Hi @liz-is I'm a beginner and have a very basic question. can we also use "fanc compare" instead of "chess" to see the 3D chromatin organization differences between two developmental stages of the same species? thank you

kaukrise commented 3 years ago

Hi @mujahida87,

thanks for the important question.

fanc compare does a simple, pixel-wise comparison of two Hi-C matrices, for example as a difference or fold-change matrix. If you already know where conformational changes are expected, this might be all you need. You can simply manually look at the region to confirm that expected differences are visible in the comparison matrix. The API docs have a number of examples that illustrate this: https://fan-c.readthedocs.io/en/latest/api/analyse/comparisons.html.
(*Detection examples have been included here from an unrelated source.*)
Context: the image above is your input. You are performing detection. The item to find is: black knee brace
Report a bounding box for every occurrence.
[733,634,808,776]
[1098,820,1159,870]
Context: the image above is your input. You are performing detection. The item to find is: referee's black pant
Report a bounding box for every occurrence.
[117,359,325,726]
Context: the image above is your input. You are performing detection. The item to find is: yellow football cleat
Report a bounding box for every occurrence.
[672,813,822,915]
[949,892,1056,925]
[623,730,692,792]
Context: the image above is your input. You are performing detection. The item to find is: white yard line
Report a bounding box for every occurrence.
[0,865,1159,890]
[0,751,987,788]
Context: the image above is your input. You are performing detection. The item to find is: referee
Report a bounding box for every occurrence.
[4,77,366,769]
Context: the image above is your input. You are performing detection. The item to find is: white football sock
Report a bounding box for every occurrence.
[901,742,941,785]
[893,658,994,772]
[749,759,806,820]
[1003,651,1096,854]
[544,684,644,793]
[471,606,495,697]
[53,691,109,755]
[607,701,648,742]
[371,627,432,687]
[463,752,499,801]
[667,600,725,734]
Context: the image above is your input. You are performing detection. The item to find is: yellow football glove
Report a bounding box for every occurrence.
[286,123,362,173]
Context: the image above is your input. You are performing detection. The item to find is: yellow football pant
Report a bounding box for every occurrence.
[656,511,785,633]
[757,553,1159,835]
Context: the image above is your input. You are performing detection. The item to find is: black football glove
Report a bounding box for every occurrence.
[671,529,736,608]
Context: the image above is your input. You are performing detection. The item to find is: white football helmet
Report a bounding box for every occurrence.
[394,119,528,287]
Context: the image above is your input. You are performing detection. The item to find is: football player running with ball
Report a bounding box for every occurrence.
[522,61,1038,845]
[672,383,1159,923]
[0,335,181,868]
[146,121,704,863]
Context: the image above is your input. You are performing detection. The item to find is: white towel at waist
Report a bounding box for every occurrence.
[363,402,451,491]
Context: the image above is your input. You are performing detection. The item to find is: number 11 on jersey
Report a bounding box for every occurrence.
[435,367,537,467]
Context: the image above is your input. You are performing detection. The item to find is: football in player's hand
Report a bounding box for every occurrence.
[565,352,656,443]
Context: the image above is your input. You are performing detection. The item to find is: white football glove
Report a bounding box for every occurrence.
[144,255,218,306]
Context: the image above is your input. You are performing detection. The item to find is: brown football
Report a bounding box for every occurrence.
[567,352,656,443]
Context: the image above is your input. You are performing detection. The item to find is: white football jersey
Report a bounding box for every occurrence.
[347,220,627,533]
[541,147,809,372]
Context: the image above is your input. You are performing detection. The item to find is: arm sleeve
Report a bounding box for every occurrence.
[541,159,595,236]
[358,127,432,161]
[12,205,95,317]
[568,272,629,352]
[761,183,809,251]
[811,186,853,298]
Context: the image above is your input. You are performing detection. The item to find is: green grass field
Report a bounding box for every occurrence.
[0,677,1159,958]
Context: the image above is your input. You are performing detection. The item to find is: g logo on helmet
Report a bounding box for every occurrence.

However, what if you don't know where the differences between two matrices are? It would be a daunting task to manually inspect every single region in the genome to find any differences by eye. For extremely high resolution matrices, such as Micro-C, this may be almost impossible. This is what CHESS does for you. When you feed it two matrices, it not only calculates the comparison, but it identifies and ranks genomic regions by how different they are! This greatly simplifies looking for 3D conformational differences automatically, in an unbiased manner. (Additionally, you can even classify differences into different types).

You can still use fanc compare and fancplot for visualisation, however.

I hope this clarifies the issue! Cheers, Kai

mujahida87 commented 3 years ago

Hi @kaukrise,

Thank you very much for the detailed explanation :) It really helps to get a basic understanding before starting my analysis.

I have run CHESS for 3D chromatin differences between two of my samples and get the tsv file with differences (image attached). But what I'm confused about now, how to visualize these differences as you have shown in the example. Is there a way to plot them using FANC or any other visualization tool, because I'm not familiar to use jupyter notebook. Screenshot 2021-05-27 at 10 59 24

Thank you

kaukrise commented 3 years ago

The ID column corresponds to the region in the pairs file you specified when running CHESS. If you are familiar with FAN-C already, just plot that region using either fancplot or the Python API. You can also compute the comparison matrix using fanc compare, as you mentioned, and plot it the same way.